Şahsen şu anda herhangi bir büyük atılımın farkında değilim, ancak birçok şirketin bu atılımı yaptığından eminim. Daha önce de belirttiğimiz gibi yazılım güvenliğindeki en büyük sorun değer atamasıdır. Hangi parçaların korunması gerekiyor ve ne kadar iyi? Neyin değerli olup neyin değersiz olduğu konusunda yol gösterici araçlarda yüksek lisansların kesinlikle önemli rol oynadığını görüyorum. Bu hem statik analiz hem de bulanıklaştırma için geçerlidir. Statik analiz, belirli iş mantığına veya statik analizi yönlendirmek için kullanılabilecek kod ve verilere atama (iş) değerine odaklanmak üzere yönlendirilebilir. Aynı şey fuzzing için de geçerlidir, ancak yönlendirilmiş fuzzing’e ihtiyacınız olacaktır.
Doğal dil işleme teknikleri, özellikle doğal dilde yazıldığında, yazılım spesifikasyonlarının analizinde hangi rolleri oynar?
Bana göre çözülmemiş en büyük soru, birçok bilgi sağduyulu olduğundan veya yalnızca insanların kafasında mevcut olduğundan, AI/LLM’lere gerekli bilgiyi nasıl sağlayacağımızdır. Bankacılık sistemindeki işlemlerin gizliliğini bir kez daha göz önüne aldığımızda, bunu ve bankacılık sisteminin uyması gereken diğer gereklilikleri ve özellikleri içeren tek bir belgenin şu anda mevcut olduğundan şüpheliyim. Bir alternatif, Yüksek Lisans’ın şirketlerin tüm intranetini yok etmeye başlamasına izin vermektir, ancak şirketlerin bu fırsatı değerlendirmesini beklemiyorum.

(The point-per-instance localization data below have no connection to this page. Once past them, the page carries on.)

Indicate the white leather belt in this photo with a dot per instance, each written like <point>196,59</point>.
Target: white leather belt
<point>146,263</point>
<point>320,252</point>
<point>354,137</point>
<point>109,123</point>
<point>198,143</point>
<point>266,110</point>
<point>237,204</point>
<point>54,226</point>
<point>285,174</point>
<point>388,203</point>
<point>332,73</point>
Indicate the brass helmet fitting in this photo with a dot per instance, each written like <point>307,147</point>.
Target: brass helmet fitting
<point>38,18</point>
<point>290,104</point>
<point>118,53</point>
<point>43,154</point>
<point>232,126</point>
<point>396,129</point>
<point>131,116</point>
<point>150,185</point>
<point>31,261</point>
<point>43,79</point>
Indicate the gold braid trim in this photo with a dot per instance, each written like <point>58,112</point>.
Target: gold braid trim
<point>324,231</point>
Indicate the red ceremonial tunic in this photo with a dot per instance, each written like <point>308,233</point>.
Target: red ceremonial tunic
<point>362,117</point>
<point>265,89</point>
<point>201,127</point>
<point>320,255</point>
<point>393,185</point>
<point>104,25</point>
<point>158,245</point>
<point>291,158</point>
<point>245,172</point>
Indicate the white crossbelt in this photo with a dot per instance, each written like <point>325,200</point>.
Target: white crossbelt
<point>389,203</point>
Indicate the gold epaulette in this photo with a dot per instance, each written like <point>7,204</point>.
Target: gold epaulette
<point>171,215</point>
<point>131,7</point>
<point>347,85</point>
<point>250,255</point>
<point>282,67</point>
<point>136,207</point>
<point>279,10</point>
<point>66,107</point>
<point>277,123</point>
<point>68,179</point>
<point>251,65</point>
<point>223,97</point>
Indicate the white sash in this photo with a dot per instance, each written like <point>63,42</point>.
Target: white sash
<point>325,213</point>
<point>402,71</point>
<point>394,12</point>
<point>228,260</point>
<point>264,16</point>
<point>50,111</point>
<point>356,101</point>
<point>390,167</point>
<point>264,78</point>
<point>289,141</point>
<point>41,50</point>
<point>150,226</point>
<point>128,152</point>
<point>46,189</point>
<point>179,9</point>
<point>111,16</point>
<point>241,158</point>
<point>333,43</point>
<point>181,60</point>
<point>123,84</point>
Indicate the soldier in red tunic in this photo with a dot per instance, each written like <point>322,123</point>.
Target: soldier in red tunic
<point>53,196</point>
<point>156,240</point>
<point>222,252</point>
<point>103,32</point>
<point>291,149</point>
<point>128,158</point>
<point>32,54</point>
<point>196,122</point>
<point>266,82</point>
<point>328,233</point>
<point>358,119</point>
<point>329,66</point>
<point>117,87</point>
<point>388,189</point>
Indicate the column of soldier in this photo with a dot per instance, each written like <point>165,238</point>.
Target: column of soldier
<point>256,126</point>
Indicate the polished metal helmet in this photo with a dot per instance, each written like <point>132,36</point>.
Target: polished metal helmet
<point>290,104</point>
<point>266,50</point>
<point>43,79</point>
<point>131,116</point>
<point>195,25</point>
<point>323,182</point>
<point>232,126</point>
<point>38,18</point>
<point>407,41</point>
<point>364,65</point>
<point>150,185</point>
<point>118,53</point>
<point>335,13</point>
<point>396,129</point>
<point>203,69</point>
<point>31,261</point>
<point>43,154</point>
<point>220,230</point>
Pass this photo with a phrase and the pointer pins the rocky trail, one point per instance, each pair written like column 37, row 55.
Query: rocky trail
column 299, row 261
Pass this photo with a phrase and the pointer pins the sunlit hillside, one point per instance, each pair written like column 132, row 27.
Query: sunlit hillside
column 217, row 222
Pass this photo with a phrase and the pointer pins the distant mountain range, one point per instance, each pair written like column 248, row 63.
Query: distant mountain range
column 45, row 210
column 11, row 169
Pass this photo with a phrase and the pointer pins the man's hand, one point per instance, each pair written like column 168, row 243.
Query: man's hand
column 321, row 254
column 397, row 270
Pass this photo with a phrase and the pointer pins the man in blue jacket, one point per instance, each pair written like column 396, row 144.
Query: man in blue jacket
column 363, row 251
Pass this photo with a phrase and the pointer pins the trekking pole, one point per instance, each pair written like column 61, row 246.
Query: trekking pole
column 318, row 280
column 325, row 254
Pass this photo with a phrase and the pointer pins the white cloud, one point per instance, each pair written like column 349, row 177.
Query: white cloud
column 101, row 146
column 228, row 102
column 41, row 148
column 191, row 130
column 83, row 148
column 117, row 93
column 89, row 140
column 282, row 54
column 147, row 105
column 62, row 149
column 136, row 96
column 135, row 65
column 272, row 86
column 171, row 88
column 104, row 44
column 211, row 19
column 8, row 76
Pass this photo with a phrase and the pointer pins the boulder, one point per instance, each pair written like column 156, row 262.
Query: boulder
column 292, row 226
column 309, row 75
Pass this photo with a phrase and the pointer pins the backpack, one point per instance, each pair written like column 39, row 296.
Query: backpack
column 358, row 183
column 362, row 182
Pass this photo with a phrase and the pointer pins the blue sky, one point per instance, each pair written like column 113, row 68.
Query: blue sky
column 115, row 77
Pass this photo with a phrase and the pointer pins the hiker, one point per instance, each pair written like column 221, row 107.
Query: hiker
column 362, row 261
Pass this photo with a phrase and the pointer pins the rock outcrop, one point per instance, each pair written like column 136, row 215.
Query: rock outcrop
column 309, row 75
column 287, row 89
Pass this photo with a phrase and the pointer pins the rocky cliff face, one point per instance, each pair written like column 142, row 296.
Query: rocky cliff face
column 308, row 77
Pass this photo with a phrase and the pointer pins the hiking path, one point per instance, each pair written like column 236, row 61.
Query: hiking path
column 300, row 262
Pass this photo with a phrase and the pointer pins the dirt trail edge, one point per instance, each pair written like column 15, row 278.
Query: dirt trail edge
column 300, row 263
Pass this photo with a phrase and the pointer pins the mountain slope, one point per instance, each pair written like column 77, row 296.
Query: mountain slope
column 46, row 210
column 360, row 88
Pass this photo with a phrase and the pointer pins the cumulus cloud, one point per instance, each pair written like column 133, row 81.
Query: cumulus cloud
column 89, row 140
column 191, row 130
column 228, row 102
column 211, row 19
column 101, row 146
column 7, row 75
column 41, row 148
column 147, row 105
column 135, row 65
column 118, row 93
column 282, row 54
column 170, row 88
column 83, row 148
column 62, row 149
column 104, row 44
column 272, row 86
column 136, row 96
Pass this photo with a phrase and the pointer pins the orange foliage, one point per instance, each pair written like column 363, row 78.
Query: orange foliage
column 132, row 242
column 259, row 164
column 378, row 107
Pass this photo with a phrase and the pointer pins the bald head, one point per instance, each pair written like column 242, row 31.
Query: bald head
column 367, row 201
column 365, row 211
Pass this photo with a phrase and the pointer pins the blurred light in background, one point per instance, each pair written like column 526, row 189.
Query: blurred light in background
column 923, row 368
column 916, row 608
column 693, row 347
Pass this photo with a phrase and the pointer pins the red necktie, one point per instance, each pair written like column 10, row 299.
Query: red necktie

Özellikle makine öğrenimi ve yapay zeka alanındaki gelişmelerle birlikte yazılım güvenliği analizi alanının nereye gittiğini görüyorsunuz?
Hem otomatik araçlarda hem de manuel işçilikte sınırlara ulaşıyoruz. Otomatik araçlar, yazılımı “iyi” bir güvenlik durumuna getirmek için yeterli kaliteyi sağlamaz. Öte yandan insanlar çok pahalı ve tüm gelişmelere ayak uydurabilecek yeterli sayıda güvenlik görevlisi yok.
Mantıklı bir çözüm, insan bilgisini ekleyerek araçların kalitesini artırmak ve hızı artırmak için insanlara araçlar eklemek olabilir. Şu anda insan ve makine arasındaki arayüz ciddi anlamda eksik ve bu konuda yeniliğe ihtiyacımız var. LLM’lere yönelik baskı kesinlikle yeniliğe neden oluyor ancak araçları daha insani hale getirmeye yönelik basit bir zihniyet değişikliği de önemli sonuçlar doğurabilir.